By a vote of 9-3, a jury recommended Lebron be put to death. A Miami-Dade judge agreed and sentenced him to die, before his sentence was overturned because of Hurst.
Another high profile case is that of Noel Doorbal and Daniel Lugo, two Miami bodybuilders convicted of the kidnapping and grisly dismemberment murders of businessman Frank Griga and his girlfriend, Krisztina Furton. The saga was later made into “Pain and Gain,” starring Dwayne “The Rock” Johnson, a movie that angered the families of the murder victims.
Doorbal and Lugo, originally sentenced to death, are now in a Miami-Dade jail waiting to see if they will indeed get new sentencing hearings.
In Dennis’ case, he was convicted in the 1996 murders of UM linebacker Barnes and his friend, Timwanika Lumpkins, in a campus apartment. Prosecutors said Dennis, Lumpkins’ former boyfriend, savagely beat them to death with a shotgun barrel in a jealous rage.
By a vote of 11-1, the jury voted to give Dennis the death penalty.
After Hurst, the Florida Supreme Court in July 2017 overturned Dennis’ death penalty. But after the court backtracked in Poole v.

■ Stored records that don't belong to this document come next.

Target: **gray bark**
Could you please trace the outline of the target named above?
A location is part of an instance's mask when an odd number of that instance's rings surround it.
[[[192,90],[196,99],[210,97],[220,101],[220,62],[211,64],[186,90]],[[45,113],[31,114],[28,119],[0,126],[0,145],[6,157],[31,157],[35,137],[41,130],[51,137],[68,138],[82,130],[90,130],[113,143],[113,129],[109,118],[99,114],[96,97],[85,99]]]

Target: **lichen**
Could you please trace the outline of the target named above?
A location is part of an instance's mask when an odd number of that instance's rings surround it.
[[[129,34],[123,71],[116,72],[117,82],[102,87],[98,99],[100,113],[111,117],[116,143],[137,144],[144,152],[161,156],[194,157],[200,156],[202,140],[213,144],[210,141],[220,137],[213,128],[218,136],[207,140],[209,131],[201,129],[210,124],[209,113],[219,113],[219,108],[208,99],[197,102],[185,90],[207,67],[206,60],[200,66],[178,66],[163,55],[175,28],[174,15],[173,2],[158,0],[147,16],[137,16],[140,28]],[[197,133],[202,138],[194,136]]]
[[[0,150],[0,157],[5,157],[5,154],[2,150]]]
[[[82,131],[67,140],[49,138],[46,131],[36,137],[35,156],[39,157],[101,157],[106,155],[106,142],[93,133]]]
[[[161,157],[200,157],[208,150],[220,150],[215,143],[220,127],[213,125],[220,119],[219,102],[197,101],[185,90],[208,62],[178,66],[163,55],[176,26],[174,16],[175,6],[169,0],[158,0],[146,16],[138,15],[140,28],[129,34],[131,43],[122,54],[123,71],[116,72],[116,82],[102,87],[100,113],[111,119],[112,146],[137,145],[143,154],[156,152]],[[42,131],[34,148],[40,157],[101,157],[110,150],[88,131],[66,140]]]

Florida, prosecutors said Dennis is not entitled to a new sentencing.
The reasons: Jurors also unanimously convicted Dennis of additional felonies, including burglary with assault or battery while armed and another murder count. Those convictions count as a “statutory aggravating circumstance” required to mete out the death penalty, according to a motion filed by the Miami-Dade State Attorney’s Office. “It would truly be a miscarriage of justice to require the State and the victims’ family to go through another sentencing when it is apparent that defendant’s sentence is entirely legal, appropriate and the trial court agreed,” prosecutor Zahralban wrote. Across the state, judges have reinstated the death penalty for at least 10 inmates, according to the FIU center. Six of those are from the Fourth Judicial Circuit, which includes Duval, Nassau and Clay counties, long considered one of the most aggressive regions in pursuing the death penalty. One of those inmates is James Belcher, who was sentenced to die for strangling 29-year-old Jennifer Embry in Duval County in 1996. In Broward County, prosecutors are asking for the reinstatement of the death penalty for Howard Steven Ault for the murder of two young children, one of whom he raped, in 1996. Robert Dunham, executive director of the Death Penalty Information Center, a non-profit that analyzes capital litigation policy, stressed that no one has been returned to Death Row because the Florida Supreme Court has yet to decide the fate of the inmates. He said he believes the Florida Supreme Court would be again discarding legal precedent if it reimposes the death sentences. “No one yet has had a resentencing hearing taken away from them, and reimposed death sentences upheld by the Florida Supreme Court,” he said, adding: “It’s important to note this is court-created chaos.”